Communities were forever changed by the Pole Creek, Bald Mountain, and Coal Hollow fires that ripped through our area. The outreach and support felt as families were evacuated from their homes and hundreds of firefighters risked their lives helped our community grow stronger together. However, no one wants a repeat of last year.

Fire hazard in the area will likely be high again. We’ve had a wet spring, causing extra grass and weed growth. This is all well and good; however, if we have a dry and abnormally hot summer like last year, all of that dry material will become a problematic fire risk.

George Hansen of the Utah Department of Public Safety and the Highway Patrol reminds us that most of the south Utah County communities are adjacent to open mountain areas, making them susceptible to forest fire: “So much of the underbrush was destroyed [last year], leaving exposed soil to heavy rains or spring water runoff that it would be easy to have flooding in communities like Covered Bridge, Woodland Hills, and Elk Ridge.”

We can all play a role in implementing what we learned last year to make sure this year’s fire season is better. “People don’t normally focus on preparation for a disaster or negative incidents until they are forced to. Last year showed that people need to be more vigilant,” Hansen says.

Hansen cautions against becoming complacent in these things, explaining that we all need to be “more conscious about our environment, the hazards that are around us and our home. When recreating outside, pay attention to things that could lead to potential disasters.”
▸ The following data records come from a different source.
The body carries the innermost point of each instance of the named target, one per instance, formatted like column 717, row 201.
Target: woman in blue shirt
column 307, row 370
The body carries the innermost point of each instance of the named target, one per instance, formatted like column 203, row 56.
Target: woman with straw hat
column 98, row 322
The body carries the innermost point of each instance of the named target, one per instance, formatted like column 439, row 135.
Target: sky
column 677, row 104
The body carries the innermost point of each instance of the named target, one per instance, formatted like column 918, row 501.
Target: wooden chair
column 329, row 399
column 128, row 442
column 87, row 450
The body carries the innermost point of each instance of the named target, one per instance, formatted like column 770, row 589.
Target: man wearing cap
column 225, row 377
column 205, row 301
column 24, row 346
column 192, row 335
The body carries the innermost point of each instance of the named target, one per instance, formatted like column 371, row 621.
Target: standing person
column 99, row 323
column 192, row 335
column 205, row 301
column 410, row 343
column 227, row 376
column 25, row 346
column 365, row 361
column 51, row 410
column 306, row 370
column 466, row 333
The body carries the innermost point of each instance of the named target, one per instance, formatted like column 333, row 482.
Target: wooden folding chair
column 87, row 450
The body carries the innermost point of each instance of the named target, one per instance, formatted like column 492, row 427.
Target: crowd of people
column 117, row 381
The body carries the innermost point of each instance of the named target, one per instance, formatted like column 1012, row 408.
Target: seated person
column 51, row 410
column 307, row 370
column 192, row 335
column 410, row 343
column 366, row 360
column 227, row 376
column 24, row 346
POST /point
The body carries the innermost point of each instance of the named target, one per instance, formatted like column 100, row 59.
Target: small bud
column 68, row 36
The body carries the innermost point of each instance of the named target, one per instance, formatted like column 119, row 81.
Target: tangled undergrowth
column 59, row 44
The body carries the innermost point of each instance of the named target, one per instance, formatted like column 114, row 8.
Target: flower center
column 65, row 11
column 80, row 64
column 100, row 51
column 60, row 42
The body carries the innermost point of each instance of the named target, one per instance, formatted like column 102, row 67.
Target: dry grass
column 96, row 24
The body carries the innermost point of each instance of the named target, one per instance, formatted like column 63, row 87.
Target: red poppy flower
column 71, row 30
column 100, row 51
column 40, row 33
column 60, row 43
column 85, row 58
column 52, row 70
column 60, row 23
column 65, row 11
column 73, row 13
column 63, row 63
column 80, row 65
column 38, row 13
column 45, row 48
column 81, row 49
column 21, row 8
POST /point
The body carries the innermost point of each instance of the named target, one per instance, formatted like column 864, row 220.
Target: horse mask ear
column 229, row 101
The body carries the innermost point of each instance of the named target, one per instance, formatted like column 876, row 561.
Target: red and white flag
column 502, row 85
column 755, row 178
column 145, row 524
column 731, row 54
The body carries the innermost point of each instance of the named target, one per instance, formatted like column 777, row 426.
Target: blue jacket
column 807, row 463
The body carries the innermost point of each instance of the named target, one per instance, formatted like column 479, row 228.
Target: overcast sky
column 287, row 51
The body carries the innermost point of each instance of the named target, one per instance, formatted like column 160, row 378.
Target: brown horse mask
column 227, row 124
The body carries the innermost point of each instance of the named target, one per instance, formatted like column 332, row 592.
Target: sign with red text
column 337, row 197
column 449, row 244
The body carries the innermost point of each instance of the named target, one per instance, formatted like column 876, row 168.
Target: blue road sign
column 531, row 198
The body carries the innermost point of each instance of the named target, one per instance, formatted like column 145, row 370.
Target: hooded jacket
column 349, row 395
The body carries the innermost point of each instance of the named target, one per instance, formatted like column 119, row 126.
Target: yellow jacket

Leann Fox, the communications and prevention coordinator of the Utah Division of Forestry, Fire and State Lands shared some helpful suggestions on the wildlife.utah.gov website:
• Stay on legal roads and trails to avoid impacting any habitat restoration in burn scar areas that have been reseeded.
• Never drive or park over dry grass or brush. Exhaust systems and other vehicle equipment can get hot enough to start fires.
• Because many of Utah’s wildfires are started by vehicles on highways, make sure your vehicle maintenance is always up to date and make sure there is no loose or dragging equipment.
• Be extra cautious when target shooting.
• Always keep your campfire small and clear the surrounding area of any flammable material. Always fully extinguish your campfire before leaving an area.
• Before burning debris on your property, you must have a permit and should check weather conditions.
• Fireworks are illegal on all state and federal lands so do not use fireworks anywhere except in designated areas and seasons.